This is the story of an ugly query that worked, that was spectacularly broken, and then put back together in a completely different way. Oh and imagination, mis-applied imagination and lack of imagination.

The initial query is somewhat ugly, but works:

SELECT Id
  ,Name
  ,Email
  ,LastExportDateTime
  ,ReportFormat
  ,TransportMethod
FROM [dbo].[Suppliers] s
  LEFT JOIN (SELECT SupplierId
      ,MAX(ExportDateTime) AS LastExportDateTime
    FROM [scheduler].[SupplierExportHistory]
    GROUP BY SupplierId) History ON Id=SupplierId
WHERE Status='L'
  AND Id IN (SELECT Id
    FROM [dbo].[Suppliers] s
      INNER JOIN [dbo].[Bookings] b ON s.Id=b.SupplierId
      LEFT JOIN [scheduler].[SupplierExportHistory] seh ON s.Id=seh.SupplierId
      LEFT JOIN [dbo].[Communications] c ON c.BookingReference=b.BookingReference AND (CommunicationType='A' OR CommunicationType='C')
    GROUP BY s.sup_id
    HAVING MAX(BookingDate)>MAX(ExportDateTime)
    OR MAX(c.DateSent)>MAX(ExportDateTime))

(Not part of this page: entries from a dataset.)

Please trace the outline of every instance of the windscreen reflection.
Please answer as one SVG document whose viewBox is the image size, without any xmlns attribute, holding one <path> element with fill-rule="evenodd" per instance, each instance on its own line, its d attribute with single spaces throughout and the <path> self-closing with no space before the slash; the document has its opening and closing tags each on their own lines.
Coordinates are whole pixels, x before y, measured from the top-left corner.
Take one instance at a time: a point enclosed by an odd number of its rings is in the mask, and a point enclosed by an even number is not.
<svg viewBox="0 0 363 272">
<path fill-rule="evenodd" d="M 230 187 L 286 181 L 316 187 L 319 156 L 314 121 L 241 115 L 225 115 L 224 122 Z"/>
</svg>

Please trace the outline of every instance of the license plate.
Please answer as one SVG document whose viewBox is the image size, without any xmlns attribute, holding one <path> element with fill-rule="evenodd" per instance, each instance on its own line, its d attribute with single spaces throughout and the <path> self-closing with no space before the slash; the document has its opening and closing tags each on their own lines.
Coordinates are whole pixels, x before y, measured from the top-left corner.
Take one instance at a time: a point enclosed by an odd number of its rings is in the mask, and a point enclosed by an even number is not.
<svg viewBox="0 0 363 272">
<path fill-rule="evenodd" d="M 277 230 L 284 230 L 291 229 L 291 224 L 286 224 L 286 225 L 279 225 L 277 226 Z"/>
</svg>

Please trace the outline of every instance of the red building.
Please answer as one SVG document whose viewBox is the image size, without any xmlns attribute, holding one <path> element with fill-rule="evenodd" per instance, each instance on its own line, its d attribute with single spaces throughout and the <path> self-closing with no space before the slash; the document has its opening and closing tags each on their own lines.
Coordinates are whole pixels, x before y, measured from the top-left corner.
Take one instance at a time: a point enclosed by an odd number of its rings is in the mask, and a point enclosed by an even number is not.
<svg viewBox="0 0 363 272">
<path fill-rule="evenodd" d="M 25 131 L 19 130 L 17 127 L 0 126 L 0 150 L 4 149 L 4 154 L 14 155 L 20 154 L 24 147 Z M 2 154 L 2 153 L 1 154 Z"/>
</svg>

This query is used to drive a process that ultimately results in transaction details being distributed to suppliers, so that they can be actioned. The query works fine and is sub-second. Which in retrospect is somewhat surprising, given that the way it determines if a supplier has outstanding transactions is definitely sub-optimal.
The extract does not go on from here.